Two of them have even survived through the winter and are now, in 2008 June, producing tomatoes again!  Amazingly simple project....


Old Bed Made Into Garden Bench.

For some years, I'd been moving around my old iron canopy bed.  I tried to sell it, tried to give it away, tried tried tried.  I was moving the darned thing in the studio for the final time when I decided to try to make some kind of garden art out of it.  Initially, I thought a nice trellis for climbing beans would be good, but the rails here aren't long enough... I was on line doing a search of potential garden art and came across the wonderful Robojunker site.  It was inspirational, to say the very least.
So, this girl got out her pipe cutters, drill, saw, and drawing pencils and got to work.  
I cut the footboard in half and flipped it over to make the two ends, attached some discarded lumber with the drill and wood screws.  The dark wood in the back is from an old piano that came with the house.  That piano got torn apart, as I could find no one to buy it, and couldn't move it.  I kept all of the wonderful old wood that came off of it, and used a piece of it here to attache the back (the old headboard) to the seat and side rails.  I had a piece of lumber cut to size and then used deck joist material to secure the pieces together from underneath.  Home Depot sells ready made turned legs, so I picked up a couple, and it was very simple to attach them to the base.  They just sort of screw in to some groovy little metal holders and voila!  Bench!  The last step was to sand and stain the bench, and the last LAST step will be to sew a nice cushion for it.  I found some good outdoor fabric, so I'm hoping it'll all hang together a few seasons in the rain.  This project took, in all, about four days of one person labor to complete.

Sunday, April 6, 2008

Nashoba Fala Ishto Gardens

Nashoba means wolf in the Chickasaw language.
Fala ishto means raven.
These are the two spirit totems that watch over the gardens, and have been around in my life for a good long while.
My grandfather was Chickasaw, and although I never met him as he died long before I was born, (in fact, he died when my mom was only 3 months old,) he has had a great impact on my life.
I chose to name my site and my garden world using the Chickasaw language to the best of my limited ability in the hopes that the spirits of these two good animals will bless the seeds and the water and the wind and the sunlight so that all lovely things grow.
These two totems also appear numerous times in the artwork that I tend to collect, create and love.  Although wolves are something of a rare commodity here in the Bay Area, I can't miss a day without a group of ravens springing up in the trees.  It's pretty wonderful.

Vegetables and them some!












The beds went in during the month of May, and  by August this is what the yard looked like.    The yield of crops was so fantastic that it blew me away!  

First Planting


This photo shows both the first teeny tiny plants that went in and the pvc bean trellises I created for ends of the beds.  I strung netting with zip ties onto these trellises.  Utterly simple, and proved to be really strong for the beans.  I did square off the beds with sting, and low and behold, it is true....one can indeed cram in quite a few veggies using the square foot method.  Each bed had upwards of 12 varieties of vegetables.  The yield was enormous!

Dirt, Dirt and More Dirt


After assembling the beds, I moved them out to the awful yard circle and put them in about a hundred different angles in order to take advantage of the sunlight.  As you can see from the photo, the circle of lawn was useless.  I mean, hey, if it doesn't smell nice, look pretty, or if it can't be eaten, preserved, canned, juiced, cooked, frozen, sliced or diced...I don't have any need for it in my garden!
As soon as I had the beds placed, I put several layers of newspaper over the grass at the bottom of the beds.  I'm amazed that, now a year later, I've had NO weeds in my beds...none.
If there is one thing to not skimp on, it's dirt.  I got the best organic soil I could afford and had it delivered.  I wanted to follow the recipe in the Square Foot Gardening forums, but couldn't locate vermiculite, so decided to just go in on really terrific soil.  I haven't had any problems with it at all.
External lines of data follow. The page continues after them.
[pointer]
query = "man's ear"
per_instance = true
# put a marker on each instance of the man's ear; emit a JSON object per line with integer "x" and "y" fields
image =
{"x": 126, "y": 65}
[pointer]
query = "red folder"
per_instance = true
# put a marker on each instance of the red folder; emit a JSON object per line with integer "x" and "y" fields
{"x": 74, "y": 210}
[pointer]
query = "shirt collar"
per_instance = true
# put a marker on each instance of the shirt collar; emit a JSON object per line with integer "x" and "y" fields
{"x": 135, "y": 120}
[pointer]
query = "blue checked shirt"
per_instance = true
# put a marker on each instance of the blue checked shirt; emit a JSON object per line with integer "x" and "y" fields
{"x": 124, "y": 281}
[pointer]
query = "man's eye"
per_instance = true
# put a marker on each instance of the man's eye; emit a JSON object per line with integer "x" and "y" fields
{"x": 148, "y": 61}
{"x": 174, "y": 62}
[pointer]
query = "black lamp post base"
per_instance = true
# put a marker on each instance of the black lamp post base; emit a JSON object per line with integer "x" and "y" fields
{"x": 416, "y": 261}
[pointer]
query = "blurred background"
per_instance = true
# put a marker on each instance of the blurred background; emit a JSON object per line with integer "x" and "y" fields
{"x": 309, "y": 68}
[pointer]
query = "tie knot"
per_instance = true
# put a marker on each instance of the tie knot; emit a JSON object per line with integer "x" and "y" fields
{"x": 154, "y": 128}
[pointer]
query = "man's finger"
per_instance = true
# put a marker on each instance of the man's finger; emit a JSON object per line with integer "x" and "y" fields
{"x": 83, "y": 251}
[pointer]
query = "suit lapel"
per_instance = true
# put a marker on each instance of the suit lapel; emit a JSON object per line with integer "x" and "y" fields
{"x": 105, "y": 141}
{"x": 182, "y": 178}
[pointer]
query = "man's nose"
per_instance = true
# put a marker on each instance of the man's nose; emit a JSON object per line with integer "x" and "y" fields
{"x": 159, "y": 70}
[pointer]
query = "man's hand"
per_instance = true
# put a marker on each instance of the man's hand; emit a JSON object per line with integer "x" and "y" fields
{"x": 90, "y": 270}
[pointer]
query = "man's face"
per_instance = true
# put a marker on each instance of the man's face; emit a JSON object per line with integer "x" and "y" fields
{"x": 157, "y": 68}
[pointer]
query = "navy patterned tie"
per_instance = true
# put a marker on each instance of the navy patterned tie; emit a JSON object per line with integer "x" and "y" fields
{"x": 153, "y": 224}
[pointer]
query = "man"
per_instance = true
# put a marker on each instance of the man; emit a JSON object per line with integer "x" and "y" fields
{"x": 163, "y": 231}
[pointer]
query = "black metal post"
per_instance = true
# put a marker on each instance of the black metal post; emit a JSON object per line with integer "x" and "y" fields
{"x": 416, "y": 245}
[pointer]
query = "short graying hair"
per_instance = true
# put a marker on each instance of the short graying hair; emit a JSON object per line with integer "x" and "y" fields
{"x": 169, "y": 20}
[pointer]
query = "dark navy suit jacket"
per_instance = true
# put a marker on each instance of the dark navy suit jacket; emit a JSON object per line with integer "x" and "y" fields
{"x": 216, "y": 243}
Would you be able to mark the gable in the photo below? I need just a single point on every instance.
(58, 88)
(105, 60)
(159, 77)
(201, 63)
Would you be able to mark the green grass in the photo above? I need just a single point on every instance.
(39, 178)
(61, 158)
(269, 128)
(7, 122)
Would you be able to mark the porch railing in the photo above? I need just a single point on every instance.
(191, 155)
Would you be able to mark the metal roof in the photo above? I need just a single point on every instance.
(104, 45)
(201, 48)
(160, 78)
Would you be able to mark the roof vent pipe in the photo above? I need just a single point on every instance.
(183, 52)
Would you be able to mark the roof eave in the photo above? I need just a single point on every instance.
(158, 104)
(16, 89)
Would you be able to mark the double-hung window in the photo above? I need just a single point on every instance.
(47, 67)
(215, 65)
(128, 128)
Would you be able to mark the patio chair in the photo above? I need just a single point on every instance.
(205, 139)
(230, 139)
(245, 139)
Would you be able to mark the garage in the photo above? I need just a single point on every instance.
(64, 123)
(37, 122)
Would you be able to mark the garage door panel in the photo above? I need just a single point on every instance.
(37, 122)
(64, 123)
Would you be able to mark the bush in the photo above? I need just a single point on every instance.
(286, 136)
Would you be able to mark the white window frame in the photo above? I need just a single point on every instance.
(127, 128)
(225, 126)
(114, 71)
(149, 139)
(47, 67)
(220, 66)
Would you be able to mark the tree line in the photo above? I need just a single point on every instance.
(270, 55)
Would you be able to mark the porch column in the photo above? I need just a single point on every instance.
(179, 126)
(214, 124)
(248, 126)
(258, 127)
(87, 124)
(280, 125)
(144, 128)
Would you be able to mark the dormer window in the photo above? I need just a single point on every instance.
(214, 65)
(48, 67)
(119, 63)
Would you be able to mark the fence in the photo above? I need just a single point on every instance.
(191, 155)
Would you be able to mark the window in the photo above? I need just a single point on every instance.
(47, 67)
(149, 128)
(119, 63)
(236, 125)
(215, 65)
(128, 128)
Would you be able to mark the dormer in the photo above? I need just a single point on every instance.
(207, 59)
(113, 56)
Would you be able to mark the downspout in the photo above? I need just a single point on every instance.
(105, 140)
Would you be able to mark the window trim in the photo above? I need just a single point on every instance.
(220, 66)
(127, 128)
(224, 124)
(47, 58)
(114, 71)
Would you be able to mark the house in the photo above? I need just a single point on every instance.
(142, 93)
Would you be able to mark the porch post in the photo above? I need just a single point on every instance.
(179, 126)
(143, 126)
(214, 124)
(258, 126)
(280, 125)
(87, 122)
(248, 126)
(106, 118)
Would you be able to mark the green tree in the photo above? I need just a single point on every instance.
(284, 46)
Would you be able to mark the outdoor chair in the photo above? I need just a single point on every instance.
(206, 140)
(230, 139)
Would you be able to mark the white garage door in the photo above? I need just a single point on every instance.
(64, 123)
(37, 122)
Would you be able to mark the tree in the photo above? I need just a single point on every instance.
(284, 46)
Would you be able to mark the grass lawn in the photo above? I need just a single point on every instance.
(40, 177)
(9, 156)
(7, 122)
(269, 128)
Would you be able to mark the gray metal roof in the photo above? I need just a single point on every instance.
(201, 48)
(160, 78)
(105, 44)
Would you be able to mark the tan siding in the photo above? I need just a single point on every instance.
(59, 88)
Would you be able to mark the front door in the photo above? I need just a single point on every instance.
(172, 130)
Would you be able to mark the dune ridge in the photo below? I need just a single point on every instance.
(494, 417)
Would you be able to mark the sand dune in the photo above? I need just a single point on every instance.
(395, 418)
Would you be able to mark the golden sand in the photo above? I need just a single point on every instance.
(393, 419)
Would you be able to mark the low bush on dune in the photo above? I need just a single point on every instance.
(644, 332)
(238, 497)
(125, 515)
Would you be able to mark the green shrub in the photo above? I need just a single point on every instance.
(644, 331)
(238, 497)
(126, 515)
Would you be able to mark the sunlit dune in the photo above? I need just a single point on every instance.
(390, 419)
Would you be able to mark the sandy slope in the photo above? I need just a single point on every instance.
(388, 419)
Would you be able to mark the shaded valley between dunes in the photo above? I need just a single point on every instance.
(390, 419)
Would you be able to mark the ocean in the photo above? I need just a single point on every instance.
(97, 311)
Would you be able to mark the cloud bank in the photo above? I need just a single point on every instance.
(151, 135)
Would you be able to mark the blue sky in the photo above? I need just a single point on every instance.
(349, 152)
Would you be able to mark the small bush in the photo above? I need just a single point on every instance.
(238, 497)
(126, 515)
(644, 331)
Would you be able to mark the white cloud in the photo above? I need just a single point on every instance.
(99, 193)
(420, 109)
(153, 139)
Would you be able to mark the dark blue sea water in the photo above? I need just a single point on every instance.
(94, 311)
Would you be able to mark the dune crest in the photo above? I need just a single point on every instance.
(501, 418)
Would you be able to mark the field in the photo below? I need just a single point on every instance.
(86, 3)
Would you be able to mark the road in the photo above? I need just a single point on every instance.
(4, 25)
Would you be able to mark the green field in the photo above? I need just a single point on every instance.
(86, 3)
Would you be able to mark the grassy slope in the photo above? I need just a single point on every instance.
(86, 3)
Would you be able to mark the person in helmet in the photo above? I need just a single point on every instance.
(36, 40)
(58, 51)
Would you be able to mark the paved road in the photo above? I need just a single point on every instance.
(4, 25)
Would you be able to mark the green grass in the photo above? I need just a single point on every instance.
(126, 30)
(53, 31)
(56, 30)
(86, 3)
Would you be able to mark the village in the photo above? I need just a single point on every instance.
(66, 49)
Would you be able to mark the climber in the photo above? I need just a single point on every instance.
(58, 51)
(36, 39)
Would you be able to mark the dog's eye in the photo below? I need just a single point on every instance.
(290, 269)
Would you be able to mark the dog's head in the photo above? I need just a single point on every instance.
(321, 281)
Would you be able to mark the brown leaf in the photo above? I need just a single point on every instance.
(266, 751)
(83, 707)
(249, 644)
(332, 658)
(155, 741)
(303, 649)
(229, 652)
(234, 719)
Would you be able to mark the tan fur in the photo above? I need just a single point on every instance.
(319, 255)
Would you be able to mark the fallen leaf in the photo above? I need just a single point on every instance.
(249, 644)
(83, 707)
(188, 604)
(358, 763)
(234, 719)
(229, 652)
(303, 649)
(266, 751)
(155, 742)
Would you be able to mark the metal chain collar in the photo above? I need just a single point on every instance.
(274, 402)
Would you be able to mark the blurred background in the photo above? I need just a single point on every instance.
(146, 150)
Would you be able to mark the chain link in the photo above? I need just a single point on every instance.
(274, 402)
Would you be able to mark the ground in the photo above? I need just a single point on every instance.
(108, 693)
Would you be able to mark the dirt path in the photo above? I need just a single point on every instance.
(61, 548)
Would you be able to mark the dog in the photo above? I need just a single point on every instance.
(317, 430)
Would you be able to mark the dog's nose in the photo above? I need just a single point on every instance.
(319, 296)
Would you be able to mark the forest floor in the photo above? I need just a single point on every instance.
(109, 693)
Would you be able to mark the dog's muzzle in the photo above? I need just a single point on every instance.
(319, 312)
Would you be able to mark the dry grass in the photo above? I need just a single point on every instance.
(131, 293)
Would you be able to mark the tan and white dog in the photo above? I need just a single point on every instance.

Although, sadly, I am NOT a math genius, and let us say, three yards of dirt was oh, a tad too much.  
I hauled it all to the back yard, and what was left over got tossed around in the front yard and even in my neighbors yard.  In retrospect, I must say, I never, ever want to move that much dirt again in my life.  I will hire large groups of men to roll to my house and haul it for me if it ever comes to that again.   I spent many an hour with ibuprofen, arnica and bath salts after the three days it took to get all that dirt moved.  ISH!

Ordering Beds as opposed to Building the puppies.


What can I say?  I am indeed a girl with tools, but oy, I am lacking a table saw.  I did massive research on raised beds over the course of a weeks and found that the ones I was most drawn to were from a place on the East coast called Farmstead Raised Garden Beds.  They were wonderful!  Mortis and Tenon joints meant that assembly would be very simple...and I liked that they would have the look of a Medieval garden as they weathered.  I ordered four from the wonderful husband and wife team who hand rip all of the wood.  
When they arrived, I intended to modify them so that they would accept some poles for beans, and so that I could attach some bent pvc pipe in winter for a cold frame type of thing.    This photo is of the long sides of the bed.  
PVC was easy to attach with decking materials, but I found when I put the beds together, the wood was too wobbly.  I tore it all apart and reinforced all the corners with square deck ties designed for corners.  Worked like a charm.

How to build a raised bed garden without losing your mind.

The following is a catalogue of what I went through in order to create four raised beds for my garden last summer.   When I bought this cool old 1930's house a couple year's back, I intended to have a terrific garden.  When I got was an overproducing loquat tree and a strange circular patch of lawn with odd sprinkler system and a lot of downhill run-off.  The nice thing about this town is that the older homes have enormous back yards that belonged originally to farmer types.  As a result, they tend to have numerous old fruit trees.  Mine had the loquat, a nectarine, and two very lovely grape vines.  I wanted to grow all my own veggies and see if I could feed myself through the year.